Je me frottais le menton d’un doigt hésitant. Oui, il était temps d’agir pour redorer le blason de la Principauté. En faire une terre où tout un chacun vaut son voisin. J’étais certainement utopiste, une fois encore, mais si nous arrivions déjà à abolir cette pratique d’un autre temps, nous ferions un pas de géant !

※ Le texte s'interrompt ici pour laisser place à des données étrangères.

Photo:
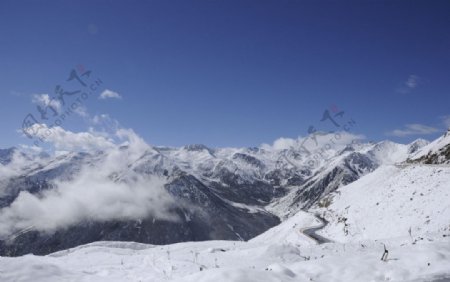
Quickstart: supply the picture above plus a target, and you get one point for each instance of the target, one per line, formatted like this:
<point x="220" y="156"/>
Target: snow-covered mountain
<point x="208" y="194"/>
<point x="369" y="197"/>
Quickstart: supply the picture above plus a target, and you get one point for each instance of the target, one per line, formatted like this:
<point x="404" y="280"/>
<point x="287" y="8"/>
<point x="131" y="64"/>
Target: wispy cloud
<point x="446" y="121"/>
<point x="411" y="83"/>
<point x="108" y="94"/>
<point x="44" y="101"/>
<point x="413" y="129"/>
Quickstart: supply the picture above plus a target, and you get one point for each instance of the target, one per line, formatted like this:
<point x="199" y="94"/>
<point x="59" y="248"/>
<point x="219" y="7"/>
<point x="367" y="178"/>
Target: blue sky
<point x="231" y="73"/>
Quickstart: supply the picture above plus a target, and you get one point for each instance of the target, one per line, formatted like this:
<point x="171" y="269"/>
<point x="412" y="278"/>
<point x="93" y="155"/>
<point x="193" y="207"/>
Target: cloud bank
<point x="413" y="129"/>
<point x="102" y="190"/>
<point x="109" y="94"/>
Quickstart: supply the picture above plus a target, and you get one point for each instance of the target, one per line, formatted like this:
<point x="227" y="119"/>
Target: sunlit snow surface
<point x="380" y="208"/>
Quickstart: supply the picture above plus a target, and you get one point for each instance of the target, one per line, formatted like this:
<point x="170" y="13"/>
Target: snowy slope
<point x="437" y="152"/>
<point x="388" y="203"/>
<point x="425" y="260"/>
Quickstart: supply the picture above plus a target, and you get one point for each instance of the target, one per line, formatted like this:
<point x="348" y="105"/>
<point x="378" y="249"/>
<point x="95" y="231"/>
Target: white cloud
<point x="446" y="121"/>
<point x="410" y="84"/>
<point x="66" y="140"/>
<point x="413" y="129"/>
<point x="44" y="101"/>
<point x="108" y="189"/>
<point x="109" y="94"/>
<point x="92" y="195"/>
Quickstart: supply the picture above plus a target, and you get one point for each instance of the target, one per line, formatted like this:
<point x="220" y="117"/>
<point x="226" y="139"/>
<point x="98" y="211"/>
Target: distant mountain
<point x="223" y="193"/>
<point x="437" y="152"/>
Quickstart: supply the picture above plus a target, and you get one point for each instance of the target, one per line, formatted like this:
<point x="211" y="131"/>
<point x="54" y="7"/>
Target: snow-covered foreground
<point x="393" y="201"/>
<point x="406" y="209"/>
<point x="281" y="254"/>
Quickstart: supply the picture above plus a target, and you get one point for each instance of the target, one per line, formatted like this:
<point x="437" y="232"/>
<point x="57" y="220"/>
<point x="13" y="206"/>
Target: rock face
<point x="220" y="194"/>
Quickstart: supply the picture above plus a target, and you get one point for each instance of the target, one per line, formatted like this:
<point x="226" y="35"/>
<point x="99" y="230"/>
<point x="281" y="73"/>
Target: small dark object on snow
<point x="385" y="254"/>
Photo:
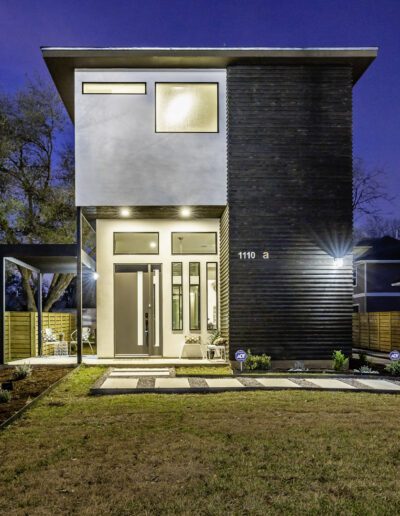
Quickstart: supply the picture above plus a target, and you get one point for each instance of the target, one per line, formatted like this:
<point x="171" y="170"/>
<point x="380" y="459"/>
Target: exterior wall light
<point x="185" y="212"/>
<point x="125" y="212"/>
<point x="338" y="262"/>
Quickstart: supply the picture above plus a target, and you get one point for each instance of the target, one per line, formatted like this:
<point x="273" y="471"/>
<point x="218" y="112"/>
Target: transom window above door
<point x="136" y="243"/>
<point x="194" y="243"/>
<point x="186" y="107"/>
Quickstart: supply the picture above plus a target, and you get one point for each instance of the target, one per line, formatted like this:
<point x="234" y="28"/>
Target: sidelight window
<point x="212" y="296"/>
<point x="194" y="296"/>
<point x="177" y="296"/>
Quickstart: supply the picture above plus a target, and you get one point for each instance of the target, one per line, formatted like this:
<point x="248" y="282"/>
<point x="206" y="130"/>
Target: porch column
<point x="79" y="285"/>
<point x="39" y="305"/>
<point x="2" y="309"/>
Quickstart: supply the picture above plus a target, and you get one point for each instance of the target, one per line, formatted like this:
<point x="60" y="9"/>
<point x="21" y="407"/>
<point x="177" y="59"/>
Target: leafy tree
<point x="36" y="176"/>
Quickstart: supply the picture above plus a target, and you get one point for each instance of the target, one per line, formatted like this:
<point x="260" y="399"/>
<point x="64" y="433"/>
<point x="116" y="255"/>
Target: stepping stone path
<point x="163" y="380"/>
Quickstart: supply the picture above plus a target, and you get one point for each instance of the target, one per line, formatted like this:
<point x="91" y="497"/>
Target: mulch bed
<point x="29" y="388"/>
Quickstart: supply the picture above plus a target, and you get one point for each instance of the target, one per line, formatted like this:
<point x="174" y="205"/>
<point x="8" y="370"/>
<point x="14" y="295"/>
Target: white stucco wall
<point x="121" y="160"/>
<point x="172" y="340"/>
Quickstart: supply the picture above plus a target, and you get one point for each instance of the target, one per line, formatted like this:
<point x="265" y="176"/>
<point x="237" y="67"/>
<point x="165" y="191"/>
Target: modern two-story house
<point x="219" y="184"/>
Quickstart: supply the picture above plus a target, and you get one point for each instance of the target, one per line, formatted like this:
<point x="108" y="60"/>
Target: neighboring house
<point x="377" y="275"/>
<point x="219" y="183"/>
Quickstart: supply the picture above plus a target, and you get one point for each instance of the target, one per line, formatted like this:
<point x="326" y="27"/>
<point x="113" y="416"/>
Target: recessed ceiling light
<point x="124" y="212"/>
<point x="185" y="212"/>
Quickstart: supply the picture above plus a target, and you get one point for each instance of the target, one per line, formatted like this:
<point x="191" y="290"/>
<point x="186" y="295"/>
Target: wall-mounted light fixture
<point x="338" y="262"/>
<point x="124" y="212"/>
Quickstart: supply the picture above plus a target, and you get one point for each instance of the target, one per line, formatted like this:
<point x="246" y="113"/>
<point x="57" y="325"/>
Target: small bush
<point x="340" y="362"/>
<point x="393" y="368"/>
<point x="253" y="362"/>
<point x="22" y="371"/>
<point x="5" y="396"/>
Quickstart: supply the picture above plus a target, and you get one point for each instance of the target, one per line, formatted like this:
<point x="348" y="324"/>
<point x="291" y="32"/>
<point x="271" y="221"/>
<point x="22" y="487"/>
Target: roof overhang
<point x="62" y="62"/>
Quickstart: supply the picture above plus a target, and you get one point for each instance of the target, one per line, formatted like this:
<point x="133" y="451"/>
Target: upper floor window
<point x="186" y="107"/>
<point x="114" y="88"/>
<point x="194" y="243"/>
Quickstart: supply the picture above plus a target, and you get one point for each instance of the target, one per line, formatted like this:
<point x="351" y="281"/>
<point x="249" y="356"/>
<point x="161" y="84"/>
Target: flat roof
<point x="62" y="61"/>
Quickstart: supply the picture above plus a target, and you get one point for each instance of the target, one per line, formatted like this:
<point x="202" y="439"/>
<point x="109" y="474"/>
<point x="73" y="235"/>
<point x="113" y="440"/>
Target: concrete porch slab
<point x="223" y="383"/>
<point x="329" y="383"/>
<point x="172" y="383"/>
<point x="380" y="385"/>
<point x="278" y="383"/>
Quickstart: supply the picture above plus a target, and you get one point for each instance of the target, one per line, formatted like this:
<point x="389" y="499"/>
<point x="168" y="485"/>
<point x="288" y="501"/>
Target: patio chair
<point x="52" y="344"/>
<point x="85" y="338"/>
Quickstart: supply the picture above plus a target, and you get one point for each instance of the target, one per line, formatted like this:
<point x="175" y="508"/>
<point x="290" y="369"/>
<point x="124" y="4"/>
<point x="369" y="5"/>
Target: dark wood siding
<point x="289" y="193"/>
<point x="224" y="273"/>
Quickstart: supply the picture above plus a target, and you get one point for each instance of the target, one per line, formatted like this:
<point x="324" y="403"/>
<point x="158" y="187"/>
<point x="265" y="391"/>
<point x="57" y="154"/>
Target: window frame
<point x="197" y="233"/>
<point x="217" y="294"/>
<point x="182" y="304"/>
<point x="136" y="232"/>
<point x="199" y="300"/>
<point x="184" y="83"/>
<point x="113" y="82"/>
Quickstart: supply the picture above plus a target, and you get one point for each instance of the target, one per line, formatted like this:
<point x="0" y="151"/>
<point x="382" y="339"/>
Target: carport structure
<point x="43" y="259"/>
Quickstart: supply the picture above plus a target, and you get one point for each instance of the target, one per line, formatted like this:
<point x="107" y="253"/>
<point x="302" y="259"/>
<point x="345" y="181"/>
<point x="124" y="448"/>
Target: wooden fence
<point x="378" y="331"/>
<point x="21" y="331"/>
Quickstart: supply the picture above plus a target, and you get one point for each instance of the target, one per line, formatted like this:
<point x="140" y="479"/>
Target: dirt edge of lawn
<point x="30" y="404"/>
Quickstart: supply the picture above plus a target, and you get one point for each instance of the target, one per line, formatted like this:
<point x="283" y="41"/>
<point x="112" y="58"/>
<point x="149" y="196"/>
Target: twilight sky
<point x="25" y="25"/>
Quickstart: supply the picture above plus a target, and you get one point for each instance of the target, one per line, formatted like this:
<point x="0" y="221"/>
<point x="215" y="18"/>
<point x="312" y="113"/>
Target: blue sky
<point x="25" y="25"/>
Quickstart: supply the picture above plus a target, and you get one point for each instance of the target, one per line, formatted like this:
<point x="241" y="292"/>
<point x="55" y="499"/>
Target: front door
<point x="137" y="295"/>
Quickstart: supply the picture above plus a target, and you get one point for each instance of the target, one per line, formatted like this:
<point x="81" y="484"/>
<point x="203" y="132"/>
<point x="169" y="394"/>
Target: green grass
<point x="251" y="453"/>
<point x="203" y="370"/>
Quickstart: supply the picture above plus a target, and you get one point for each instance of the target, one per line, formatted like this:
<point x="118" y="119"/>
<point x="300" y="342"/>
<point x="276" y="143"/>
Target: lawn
<point x="233" y="453"/>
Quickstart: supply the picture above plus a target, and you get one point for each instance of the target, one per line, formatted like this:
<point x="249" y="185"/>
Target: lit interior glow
<point x="187" y="107"/>
<point x="185" y="212"/>
<point x="338" y="262"/>
<point x="125" y="212"/>
<point x="114" y="88"/>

Hochant la tête avec vigueur, je fis part à ma dulcinée que j’étais partante pour son plan. Mais, j’ajoutais qu’il nous faudrait agir vite et bien. Par conséquent, il ne faudrait que des ailés. Ainsi, pour disparaitre rapidement, c’était plus simple. Une envolée était, de plus, spectaculaire. J’ajoutais que sous nos vêtements il faudrait porter une côte de mailles. Comme ça, si on se faisait tirer tels des pigeons, nous aurions une protection au niveau du buste.

N’étant pas de vils mécréants, nous proposerions aux sujets de la Principauté à se rallier à nous ou… subir notre colère. C’était simple et efficace. Cependant, il y aurait sûrement des mouvements de rage, d’incompréhension. Certains approuveront notre combat, c’est sûr. Mais les plus attachés aux rites de l’Empire de Morloc ne se laisseront pas faire. Je fis part de cela à mon aimée.